1969. Drame de la jalousie, où Mastroianni joue un homosexuel honteux, timide et introverti, à peu près le contraire de son personnage au cinéma habituellement, et de l'homme qu'il était dans la vie. Mais ce fut peut-être sa plus formidable composition, car cela correspondait sans doute à une part très secrète de son roman personnel. Quand je travaillais avec des acteurs que je connaissais bien, je savais ce qu'ils pensaient de la vie, de la politique, des femmes, de l'amour, de la bouffe, et c'était pour moi l'occasion de les utiliser comme je le voulais, quitte à les prendre parfois à contre-pied.
1977. Une journée particulière. Encore deux contre-emplois : Sophia Loren en petite femme mal mariée, et Marcello Mastroianni en timide, hésitant, incapable de prendre une décision. A force d'écrire pour eux, ce sont des éléments de leur nature la plus secrète que je connaissais et mettais à nu, des choses que, généralement, ils s'empressaient de cacher au grand public.
1982. Pendant le tournage du Bal, à Paris, je fais un infarctus. Interruption du film, et de ma vie, pendant près d'un an. Puis reprise, avec les mêmes acteurs. Tout se refait autrement, ça va beaucoup mieux. La maladie a eu une vertu purgative sur mon travail : je suis devenu meilleur !
1996-2004. Ils sont tous morts, mes amis les acteurs du grand cinéma italien.

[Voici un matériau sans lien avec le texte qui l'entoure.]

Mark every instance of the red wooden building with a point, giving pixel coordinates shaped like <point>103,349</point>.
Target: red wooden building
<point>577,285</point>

Mastroianni, Gassman, Tognazzi, Sordi, et Manfredi récemment. Pas de tristesse, non, car il me reste la joie de les avoir si bien connus et d'avoir travaillé avec eux, et l'émotion de les revoir, encore et encore. Car, pour nous autres mortels, les films restent pour toujours. Et ces acteurs sont plus vivants que les autres : ils apparaissent tels quels. Comme Gassman et Manfredi dans Nous nous sommes tant aimés : le film ne bouge pas, eux non plus. On peut même le restaurer, ils reviennent comme au premier jour où nous nous sommes vus. Ils ressemblent à une femme qui ne vieillirait pas, une femme qui ne trahirait pas.